Fanatics’ customer-experience team is testing the chatbot before making it live, conscious of the risks using AI carries if not properly managed, Mr. Donaldson said.
Companies for decades have searched for automated solutions that can resolve customer requests as well as humans, or even better. But chatbots are often seen as clunky and not very helpful.
“There was a lot of hype around chatbots, probably five, six years ago, and a lot of vendors wanted to make people believe that it was magical, that it worked out of the box, that it was easy,” said
Yves Normandin,
vice president of AI technologies and products at Waterfield Technologies, a contact-center solutions provider owned by WTI Holdings LLC. “But the reality is that it wasn’t.“
ChatGPT stands out for its ability to provide reasonable-sounding answers to most prompts, regardless of users’ spelling, grammar and phrasing, and to respond in full, natural-sounding sentences that don’t require scripting, said
David Truog,
a principal analyst specializing in technology and design at
Forrester Research Inc.
It is also trained to admit to mistakes, challenge incorrect premises and reject inappropriate requests, according to OpenAI.

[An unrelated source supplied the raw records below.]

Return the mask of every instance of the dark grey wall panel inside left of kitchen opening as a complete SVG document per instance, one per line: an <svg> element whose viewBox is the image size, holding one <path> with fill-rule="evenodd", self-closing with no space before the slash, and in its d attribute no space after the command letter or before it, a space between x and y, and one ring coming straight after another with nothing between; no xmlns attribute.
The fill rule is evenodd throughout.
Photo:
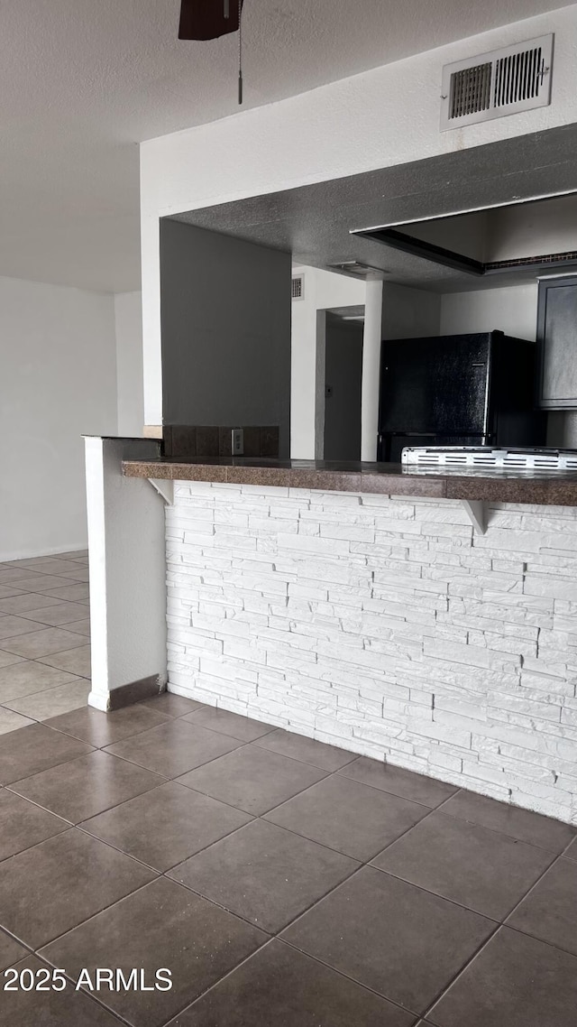
<svg viewBox="0 0 577 1027"><path fill-rule="evenodd" d="M165 424L272 425L291 448L291 254L160 223Z"/></svg>

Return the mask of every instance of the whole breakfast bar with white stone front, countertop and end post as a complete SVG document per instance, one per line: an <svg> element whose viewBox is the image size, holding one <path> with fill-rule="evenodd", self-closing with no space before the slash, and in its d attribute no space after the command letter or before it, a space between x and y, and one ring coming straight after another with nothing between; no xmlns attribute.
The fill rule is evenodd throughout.
<svg viewBox="0 0 577 1027"><path fill-rule="evenodd" d="M577 472L151 448L86 440L92 706L167 687L577 824Z"/></svg>

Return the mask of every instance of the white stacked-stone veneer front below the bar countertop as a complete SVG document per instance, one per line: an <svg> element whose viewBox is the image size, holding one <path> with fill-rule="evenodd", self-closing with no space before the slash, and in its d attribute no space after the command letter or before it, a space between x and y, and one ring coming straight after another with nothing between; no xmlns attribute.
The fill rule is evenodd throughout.
<svg viewBox="0 0 577 1027"><path fill-rule="evenodd" d="M577 823L577 510L175 483L169 688Z"/></svg>

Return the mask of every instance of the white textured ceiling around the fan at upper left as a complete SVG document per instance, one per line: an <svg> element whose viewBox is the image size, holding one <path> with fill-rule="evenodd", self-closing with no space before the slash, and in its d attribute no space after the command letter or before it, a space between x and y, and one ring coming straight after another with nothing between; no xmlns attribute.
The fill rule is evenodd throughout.
<svg viewBox="0 0 577 1027"><path fill-rule="evenodd" d="M563 6L246 0L245 107ZM180 0L0 0L0 274L139 287L138 142L234 113L236 37L177 39Z"/></svg>

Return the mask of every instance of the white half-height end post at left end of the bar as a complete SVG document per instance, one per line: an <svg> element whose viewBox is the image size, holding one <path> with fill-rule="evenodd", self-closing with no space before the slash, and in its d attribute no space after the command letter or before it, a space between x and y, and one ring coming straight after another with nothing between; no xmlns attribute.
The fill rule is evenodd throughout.
<svg viewBox="0 0 577 1027"><path fill-rule="evenodd" d="M85 439L92 647L88 703L98 710L146 698L147 690L160 691L166 683L164 501L145 479L123 478L125 445L120 439ZM150 455L150 443L139 445L143 456ZM122 698L114 696L122 686Z"/></svg>

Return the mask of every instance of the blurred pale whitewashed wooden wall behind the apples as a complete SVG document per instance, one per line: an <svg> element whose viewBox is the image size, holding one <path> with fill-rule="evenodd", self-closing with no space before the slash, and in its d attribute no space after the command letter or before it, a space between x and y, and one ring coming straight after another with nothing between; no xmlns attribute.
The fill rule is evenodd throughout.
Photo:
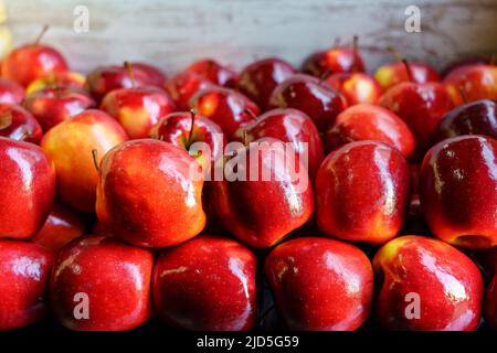
<svg viewBox="0 0 497 353"><path fill-rule="evenodd" d="M14 44L44 42L71 66L88 72L125 60L154 63L167 73L199 57L235 68L282 56L299 65L310 52L360 36L369 71L396 46L409 58L441 66L455 57L497 52L497 0L4 0ZM89 31L73 30L74 8L89 10ZM404 10L421 8L421 33L406 33Z"/></svg>

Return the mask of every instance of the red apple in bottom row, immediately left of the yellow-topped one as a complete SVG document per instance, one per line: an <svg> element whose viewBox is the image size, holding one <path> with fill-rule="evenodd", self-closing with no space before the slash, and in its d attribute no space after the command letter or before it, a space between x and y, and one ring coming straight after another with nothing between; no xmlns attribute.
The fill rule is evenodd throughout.
<svg viewBox="0 0 497 353"><path fill-rule="evenodd" d="M289 330L352 331L368 318L373 270L353 245L302 237L274 248L265 274Z"/></svg>

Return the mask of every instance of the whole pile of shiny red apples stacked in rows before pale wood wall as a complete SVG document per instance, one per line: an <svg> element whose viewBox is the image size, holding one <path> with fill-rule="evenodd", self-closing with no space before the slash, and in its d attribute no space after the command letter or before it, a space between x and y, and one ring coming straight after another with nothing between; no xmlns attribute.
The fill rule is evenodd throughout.
<svg viewBox="0 0 497 353"><path fill-rule="evenodd" d="M0 330L497 329L496 99L487 56L369 75L356 42L300 69L84 76L19 46L1 60ZM278 178L204 178L243 156Z"/></svg>

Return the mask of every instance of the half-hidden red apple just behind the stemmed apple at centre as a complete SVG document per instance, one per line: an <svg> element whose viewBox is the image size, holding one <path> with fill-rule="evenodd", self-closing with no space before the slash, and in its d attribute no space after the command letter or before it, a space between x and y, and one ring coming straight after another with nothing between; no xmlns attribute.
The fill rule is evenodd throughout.
<svg viewBox="0 0 497 353"><path fill-rule="evenodd" d="M198 92L191 97L189 105L198 114L216 122L229 140L242 124L260 115L255 103L234 89L223 87Z"/></svg>

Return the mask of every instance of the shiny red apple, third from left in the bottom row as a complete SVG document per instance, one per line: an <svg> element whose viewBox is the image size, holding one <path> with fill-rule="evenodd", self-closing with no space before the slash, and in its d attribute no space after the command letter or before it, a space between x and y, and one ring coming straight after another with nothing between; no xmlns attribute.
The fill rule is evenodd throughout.
<svg viewBox="0 0 497 353"><path fill-rule="evenodd" d="M152 276L155 311L191 331L246 331L255 322L256 257L240 243L201 236L166 249Z"/></svg>

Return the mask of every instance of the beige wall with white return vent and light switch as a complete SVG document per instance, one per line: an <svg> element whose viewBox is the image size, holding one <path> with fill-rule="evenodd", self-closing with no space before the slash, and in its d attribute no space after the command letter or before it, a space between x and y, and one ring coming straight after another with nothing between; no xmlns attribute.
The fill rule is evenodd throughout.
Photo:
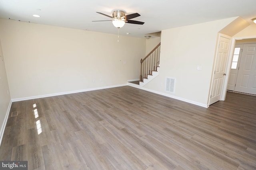
<svg viewBox="0 0 256 170"><path fill-rule="evenodd" d="M162 30L159 76L144 88L207 107L217 34L234 19ZM165 92L166 77L176 78L175 93Z"/></svg>

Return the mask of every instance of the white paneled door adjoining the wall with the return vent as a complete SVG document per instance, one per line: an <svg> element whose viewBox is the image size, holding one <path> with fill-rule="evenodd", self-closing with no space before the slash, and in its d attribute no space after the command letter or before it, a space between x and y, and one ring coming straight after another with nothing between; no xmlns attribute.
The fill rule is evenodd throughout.
<svg viewBox="0 0 256 170"><path fill-rule="evenodd" d="M220 36L218 50L214 65L214 75L210 94L210 103L213 104L220 100L222 84L224 80L226 63L229 51L230 38Z"/></svg>

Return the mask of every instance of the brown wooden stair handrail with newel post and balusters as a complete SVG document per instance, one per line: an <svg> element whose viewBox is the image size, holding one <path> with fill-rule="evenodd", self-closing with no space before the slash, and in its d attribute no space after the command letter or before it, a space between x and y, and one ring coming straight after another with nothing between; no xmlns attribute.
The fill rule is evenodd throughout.
<svg viewBox="0 0 256 170"><path fill-rule="evenodd" d="M144 58L144 59L140 59L140 82L143 82L143 76L142 76L142 63L146 60L146 59L148 59L148 57L150 57L151 56L151 54L152 53L154 53L154 51L156 51L156 49L158 49L158 47L161 45L161 43L159 43L158 45L156 45L156 47L152 50L152 51L150 51L150 53L148 53L148 55L146 55L146 57ZM160 53L160 50L159 50L159 53ZM155 55L156 55L156 53L155 53ZM156 56L155 56L156 57ZM159 56L160 57L160 56ZM151 64L151 73L152 73L152 67L153 67L153 59L150 59L150 62L151 62L151 60L152 60L152 63L147 63L147 68L146 68L146 65L145 65L145 70L147 70L147 73L146 73L146 71L145 71L145 77L144 78L147 78L147 76L148 76L148 74L150 74L150 68L149 68L149 70L148 70L148 66L150 66L150 64ZM155 62L156 61L156 62ZM159 61L158 61L158 54L157 54L157 58L156 59L154 59L154 71L156 71L155 70L155 67L157 67L159 65ZM143 74L144 74L144 66L143 66ZM147 75L146 75L147 74Z"/></svg>

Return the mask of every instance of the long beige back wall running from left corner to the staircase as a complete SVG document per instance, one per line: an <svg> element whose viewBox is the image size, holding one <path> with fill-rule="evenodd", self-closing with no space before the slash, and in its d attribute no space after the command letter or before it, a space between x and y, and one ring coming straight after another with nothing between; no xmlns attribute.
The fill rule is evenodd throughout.
<svg viewBox="0 0 256 170"><path fill-rule="evenodd" d="M12 20L0 20L0 38L12 99L126 84L146 49L142 38Z"/></svg>

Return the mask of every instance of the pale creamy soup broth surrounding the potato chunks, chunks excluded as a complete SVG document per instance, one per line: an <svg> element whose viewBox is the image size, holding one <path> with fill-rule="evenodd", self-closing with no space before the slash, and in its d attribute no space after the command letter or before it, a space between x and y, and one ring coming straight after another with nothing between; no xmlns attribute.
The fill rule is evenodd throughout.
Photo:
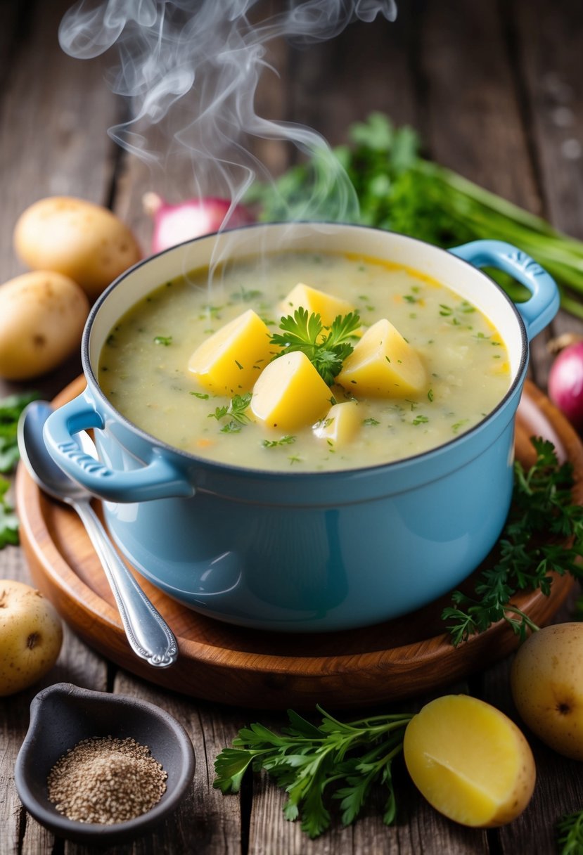
<svg viewBox="0 0 583 855"><path fill-rule="evenodd" d="M217 413L230 398L203 389L188 371L197 345L244 310L278 331L277 306L298 282L350 301L363 328L388 318L427 368L419 395L359 399L356 437L342 447L310 426L283 433L251 421L226 430L232 420ZM206 269L164 283L111 330L98 379L130 422L183 451L250 468L314 471L388 463L442 445L498 404L510 375L492 323L438 282L369 258L284 252L222 268L211 287ZM340 403L350 391L333 386L332 397Z"/></svg>

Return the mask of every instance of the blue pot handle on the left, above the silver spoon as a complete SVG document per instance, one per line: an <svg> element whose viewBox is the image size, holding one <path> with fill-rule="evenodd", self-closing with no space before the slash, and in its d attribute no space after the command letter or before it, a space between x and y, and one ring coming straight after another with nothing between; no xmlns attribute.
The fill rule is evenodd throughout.
<svg viewBox="0 0 583 855"><path fill-rule="evenodd" d="M110 502L140 502L152 498L193 496L194 486L168 457L154 450L149 463L139 469L109 469L81 451L74 433L103 428L103 417L91 397L82 392L77 398L52 412L44 422L43 438L50 457L74 481L98 498Z"/></svg>

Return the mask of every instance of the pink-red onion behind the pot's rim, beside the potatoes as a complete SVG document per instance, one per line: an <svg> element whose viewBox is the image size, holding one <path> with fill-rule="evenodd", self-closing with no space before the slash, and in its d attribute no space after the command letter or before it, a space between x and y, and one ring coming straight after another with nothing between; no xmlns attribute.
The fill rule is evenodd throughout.
<svg viewBox="0 0 583 855"><path fill-rule="evenodd" d="M228 199L195 198L172 205L157 193L146 193L142 203L144 210L154 218L152 252L167 250L183 240L218 232L220 228L244 226L253 221L244 205L235 205L228 221L225 221L231 208Z"/></svg>

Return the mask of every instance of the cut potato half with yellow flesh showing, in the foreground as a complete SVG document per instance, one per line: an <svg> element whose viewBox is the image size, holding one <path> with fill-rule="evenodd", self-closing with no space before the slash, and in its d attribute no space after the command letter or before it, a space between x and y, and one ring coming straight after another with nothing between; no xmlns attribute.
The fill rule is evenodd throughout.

But companies should exercise care when dealing with the new AI, Mr. Truog said. “It’s appropriate to be doing some experimentation,” he said, “but it’s too early to deploy mission-critical systems based on this.”
Fanatics said its sportsbook’s chatbot will run on technology from Ada Support Inc., a customer-service automation platform. Ada has integrated GPT-3 and other such AI systems known as large language models into its chatbot offering, according to the company’s co-founder and chief executive,
Mike Murchison.
Mr. Murchison said Ada allows clients to customize these large language models by adding company-specific information or anonymized customer data, and deleting irrelevant material. Ada encourages clients to continually update their customized bots’ information, for instance when prices or company policies change, he said.
“Most brands are going to underestimate the importance of continuously improving this over time,” Mr. Murchison said.
Some Ada clients are restructuring their customer-service organizations to put some contact-center workers in charge of monitoring chatbot conversations, reviewing where the technology gets things wrong or can’t answer, and feeding it new or updated information, he said.
Fanatics plans to follow that approach, as well as ensure that its chatbot interface lets customers reach a human right away, Mr. Donaldson said.
Nice is also working on building OpenAI’s language models into chatbots, Mr. Willcutts said, adding that the company plans to run more tests and fine-tune more models before selling its own take on ChatGPT to clients.
“We don’t get a chance to make a second impression on this one,” he said. “You do this badly once and it’s in the newspaper, and that’s not the kind of reputational risk we’re prepared to take.”